Sell a put against existing cash short in EURSEK. Stay short NZDSEK in options The structural case for SEK appreciation remains intact the real effective exchange rate is 10-11% below its long term average despite an economy that has a positive output gap and which continues to deliver above-trend growth. This week it was reported that Q4’16 GDP jumped by 4.2%.
In addition we upgraded our forecast for Q1’17 from 3.0% to 4.0% (the Riksbank expects 3.2%). The problem for SEK is not the economy but rather monetary policy which is still myopically fixated on delivering at-target core inflation.
A central plank of the central bank’s strategy is too impede a fundamentally justified appreciation in SEK for as long as it can, which is why we expect only a relatively slow pace of SEK appreciation. In order to better reflect the outlook for a slow grind higher in SEK we are converting our cash short in EURSEK into a covered put.

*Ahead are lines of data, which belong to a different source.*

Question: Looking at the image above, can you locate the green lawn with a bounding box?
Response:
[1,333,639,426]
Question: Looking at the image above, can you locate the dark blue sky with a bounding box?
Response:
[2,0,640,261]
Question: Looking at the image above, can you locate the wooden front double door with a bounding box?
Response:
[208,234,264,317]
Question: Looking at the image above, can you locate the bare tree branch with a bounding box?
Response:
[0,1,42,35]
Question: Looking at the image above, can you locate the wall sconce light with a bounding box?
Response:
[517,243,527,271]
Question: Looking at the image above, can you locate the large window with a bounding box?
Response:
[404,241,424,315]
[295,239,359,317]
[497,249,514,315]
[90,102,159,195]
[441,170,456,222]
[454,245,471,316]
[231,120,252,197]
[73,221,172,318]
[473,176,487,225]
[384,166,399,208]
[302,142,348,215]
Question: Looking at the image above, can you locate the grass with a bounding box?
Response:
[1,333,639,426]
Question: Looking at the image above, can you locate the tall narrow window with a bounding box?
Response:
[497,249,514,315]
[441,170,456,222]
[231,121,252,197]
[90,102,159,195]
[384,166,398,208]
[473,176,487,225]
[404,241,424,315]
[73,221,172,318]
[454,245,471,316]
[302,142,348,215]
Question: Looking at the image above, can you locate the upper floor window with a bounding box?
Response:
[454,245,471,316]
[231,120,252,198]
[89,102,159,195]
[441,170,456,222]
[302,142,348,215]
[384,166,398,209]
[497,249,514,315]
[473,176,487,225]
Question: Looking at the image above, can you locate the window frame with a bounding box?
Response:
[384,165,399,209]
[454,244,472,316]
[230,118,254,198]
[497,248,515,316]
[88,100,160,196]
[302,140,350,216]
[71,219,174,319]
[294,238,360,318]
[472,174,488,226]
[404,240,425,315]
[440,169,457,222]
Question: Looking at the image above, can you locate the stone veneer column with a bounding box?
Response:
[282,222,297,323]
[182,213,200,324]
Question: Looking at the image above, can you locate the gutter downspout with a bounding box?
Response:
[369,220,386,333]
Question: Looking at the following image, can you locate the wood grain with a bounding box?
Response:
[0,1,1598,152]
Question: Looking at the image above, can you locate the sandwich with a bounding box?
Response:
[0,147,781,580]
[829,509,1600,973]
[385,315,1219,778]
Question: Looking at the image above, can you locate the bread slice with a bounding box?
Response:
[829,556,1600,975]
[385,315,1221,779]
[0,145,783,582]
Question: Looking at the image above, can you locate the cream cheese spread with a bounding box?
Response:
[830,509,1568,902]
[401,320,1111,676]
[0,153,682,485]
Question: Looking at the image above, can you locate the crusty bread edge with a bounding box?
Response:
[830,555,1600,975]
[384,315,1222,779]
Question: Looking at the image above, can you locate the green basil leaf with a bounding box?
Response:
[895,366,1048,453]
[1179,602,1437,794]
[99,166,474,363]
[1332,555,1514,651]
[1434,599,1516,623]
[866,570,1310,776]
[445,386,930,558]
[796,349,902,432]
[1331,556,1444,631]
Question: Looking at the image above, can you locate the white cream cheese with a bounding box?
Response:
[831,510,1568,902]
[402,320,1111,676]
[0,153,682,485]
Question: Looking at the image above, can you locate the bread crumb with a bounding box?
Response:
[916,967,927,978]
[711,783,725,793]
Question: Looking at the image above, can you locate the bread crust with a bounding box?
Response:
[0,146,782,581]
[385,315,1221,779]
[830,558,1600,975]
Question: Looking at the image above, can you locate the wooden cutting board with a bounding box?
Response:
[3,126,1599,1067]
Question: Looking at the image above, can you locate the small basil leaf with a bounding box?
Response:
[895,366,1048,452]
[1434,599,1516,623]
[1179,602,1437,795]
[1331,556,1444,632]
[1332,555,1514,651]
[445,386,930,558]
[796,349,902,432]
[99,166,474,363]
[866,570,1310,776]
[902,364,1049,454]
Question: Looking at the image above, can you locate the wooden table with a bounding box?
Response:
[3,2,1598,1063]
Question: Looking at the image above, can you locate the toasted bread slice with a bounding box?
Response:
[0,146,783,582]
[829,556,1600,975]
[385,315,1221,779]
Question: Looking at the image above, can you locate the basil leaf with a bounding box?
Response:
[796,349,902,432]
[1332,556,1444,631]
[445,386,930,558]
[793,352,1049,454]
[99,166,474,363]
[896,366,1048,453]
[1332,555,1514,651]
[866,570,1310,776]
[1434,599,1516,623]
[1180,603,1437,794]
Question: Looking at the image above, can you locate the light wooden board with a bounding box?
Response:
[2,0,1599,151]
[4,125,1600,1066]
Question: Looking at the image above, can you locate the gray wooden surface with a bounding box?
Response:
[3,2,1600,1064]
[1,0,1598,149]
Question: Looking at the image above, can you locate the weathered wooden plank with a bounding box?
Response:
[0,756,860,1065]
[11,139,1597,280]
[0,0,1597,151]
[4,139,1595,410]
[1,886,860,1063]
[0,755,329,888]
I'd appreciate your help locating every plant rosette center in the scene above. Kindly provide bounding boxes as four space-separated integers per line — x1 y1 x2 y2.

This serves to improve our entry level by around 0.5% and provides some positive time decay as SEK is prone to consolidate in the four weeks between the only data point that matters for Riksbank, CPI. EURSEK vols like all euro pairs are elevated as result of the French election premium so there’s added value in selling lower-strikes in EURSEK at this juncture. 3-mo implied vol of 6.65% compares to realized vol of only 4.9%.
Sell a 3-mo EURSEK put, strike 9.35. Receive 0.52%. Spot reference 9.5533.
Sold EURSEK at 9.4847 on January 13. Stop at 9.6850. Marked at -0.54%.
Bought a 6-mo NZD put/SEK call, strike 6.10 for 1.47%. Spot reference 6.2372. Marked at 0.42%.